The latest installment in a series of behind-the-scenes stories on how fire affects people, places, and wildlife.
By Tim Mayer/USFWS Hydrologist
Photo: Residents evacuating Pateros in Central Washington in mid-July of this year as the Carlton Complex Fire threatens the town. Credit: Garson Shortt Photography
Every summer, forests around the Pacific Northwest ignite in a string of forest fires. This summer has been no exception with record-setting fires burning in central Washington and Central and Eastern Oregon. It’s like an endless series of sequels to a Hollywood disaster movie, where the plot never changes.
Since 2000, the average area burned in wildfires every year has more than doubled from the 1985 to 1999 yearly average. The fire season has grown from an average of five months in the 1970s to seven months today. Costs associated with fighting these fires have soared, with much of the financial burden falling on American taxpayers.
Why are we seeing these changes? For years, the public and scientific discussion has focused on fire suppression; the theory being that we have done such an excellent job of preventing fires that underbrush, dead wood and other fuels have accumulated, increasing the flammability of our forests. This is true to a certain extent but recently, the role of climate and climate change is also being acknowledged.

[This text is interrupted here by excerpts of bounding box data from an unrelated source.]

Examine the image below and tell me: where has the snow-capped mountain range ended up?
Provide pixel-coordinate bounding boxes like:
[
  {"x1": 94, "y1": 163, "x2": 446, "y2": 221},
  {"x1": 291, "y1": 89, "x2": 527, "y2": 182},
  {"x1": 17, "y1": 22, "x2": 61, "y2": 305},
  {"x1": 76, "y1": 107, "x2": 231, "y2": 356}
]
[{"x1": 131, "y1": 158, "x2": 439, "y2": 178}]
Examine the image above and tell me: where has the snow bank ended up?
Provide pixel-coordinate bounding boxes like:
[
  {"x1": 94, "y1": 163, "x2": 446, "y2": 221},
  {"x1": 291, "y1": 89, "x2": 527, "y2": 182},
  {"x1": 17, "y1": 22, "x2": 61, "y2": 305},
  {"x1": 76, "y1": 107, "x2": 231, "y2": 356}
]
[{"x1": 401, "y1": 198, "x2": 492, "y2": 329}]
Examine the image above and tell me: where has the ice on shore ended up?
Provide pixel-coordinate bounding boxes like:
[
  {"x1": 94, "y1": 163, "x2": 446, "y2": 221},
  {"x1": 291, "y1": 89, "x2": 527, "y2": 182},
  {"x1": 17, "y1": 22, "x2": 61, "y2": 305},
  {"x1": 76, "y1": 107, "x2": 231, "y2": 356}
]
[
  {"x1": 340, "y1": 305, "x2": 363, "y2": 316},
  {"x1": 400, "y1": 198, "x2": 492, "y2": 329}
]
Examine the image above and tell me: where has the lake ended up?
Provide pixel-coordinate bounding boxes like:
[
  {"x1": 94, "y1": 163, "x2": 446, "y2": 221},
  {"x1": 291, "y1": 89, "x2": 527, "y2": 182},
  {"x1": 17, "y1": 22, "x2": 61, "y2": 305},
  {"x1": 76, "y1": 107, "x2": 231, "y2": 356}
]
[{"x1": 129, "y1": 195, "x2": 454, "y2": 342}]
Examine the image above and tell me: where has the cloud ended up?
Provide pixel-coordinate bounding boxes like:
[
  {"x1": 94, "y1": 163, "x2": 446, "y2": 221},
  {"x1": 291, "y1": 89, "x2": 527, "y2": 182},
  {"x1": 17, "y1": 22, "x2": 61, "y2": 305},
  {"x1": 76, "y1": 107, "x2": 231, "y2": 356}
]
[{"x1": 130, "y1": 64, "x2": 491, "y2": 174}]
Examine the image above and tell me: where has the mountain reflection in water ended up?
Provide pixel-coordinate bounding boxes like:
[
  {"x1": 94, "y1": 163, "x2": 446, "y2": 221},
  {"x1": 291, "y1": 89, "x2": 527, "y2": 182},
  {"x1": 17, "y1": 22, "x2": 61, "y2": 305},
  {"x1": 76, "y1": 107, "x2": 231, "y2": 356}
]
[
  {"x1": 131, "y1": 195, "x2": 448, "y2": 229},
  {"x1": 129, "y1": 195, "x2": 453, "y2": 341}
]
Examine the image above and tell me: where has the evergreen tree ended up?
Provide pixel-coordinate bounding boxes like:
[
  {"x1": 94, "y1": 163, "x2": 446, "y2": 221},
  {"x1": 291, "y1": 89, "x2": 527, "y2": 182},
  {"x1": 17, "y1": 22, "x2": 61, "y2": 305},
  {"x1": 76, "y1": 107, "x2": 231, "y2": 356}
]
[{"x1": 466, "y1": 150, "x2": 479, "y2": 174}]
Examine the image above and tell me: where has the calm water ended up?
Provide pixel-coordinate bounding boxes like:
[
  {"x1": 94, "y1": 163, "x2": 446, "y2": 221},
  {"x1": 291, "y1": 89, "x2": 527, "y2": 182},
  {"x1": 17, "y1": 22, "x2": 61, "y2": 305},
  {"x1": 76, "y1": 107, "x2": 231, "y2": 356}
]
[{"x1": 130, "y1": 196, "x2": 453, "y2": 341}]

Strong scientific evidence shows that climate change has resulted in hotter, drier conditions in our region. Average annual air temperatures have increased and snowpacks have decreased over the last century (see figure). Low precipitation and high temperatures in summer dry out fuels over a larger than normal area, increasing the number and extent of fires. Earlier snowmelt from warm spring temperatures leads to an earlier, longer fire season with drier soils and vegetation and more opportunities for ignition. High-elevation forests that were previously protected from wildfire by late snowpacks are becoming more vulnerable to fire as well.
Figure credit: Climate Impacts Group, University of Washington cses.washington.edu
Climate warming has affected forests and fuels in another way too. Warm winters have allowed bark beetles to survive longer and reproduce more, resulting in record pine beetle outbreaks. From 2000 to 2013, bark beetles killed 47.6 million acres of forests in the western U.S., an area the size of Nebraska. I personally have observed steadily expanding patches of dead pine trees on the hillsides surrounding my home town of Hood River, OR. All these dead trees potentially make more fuel wood available for wildfires. It’s quite frightening to think about.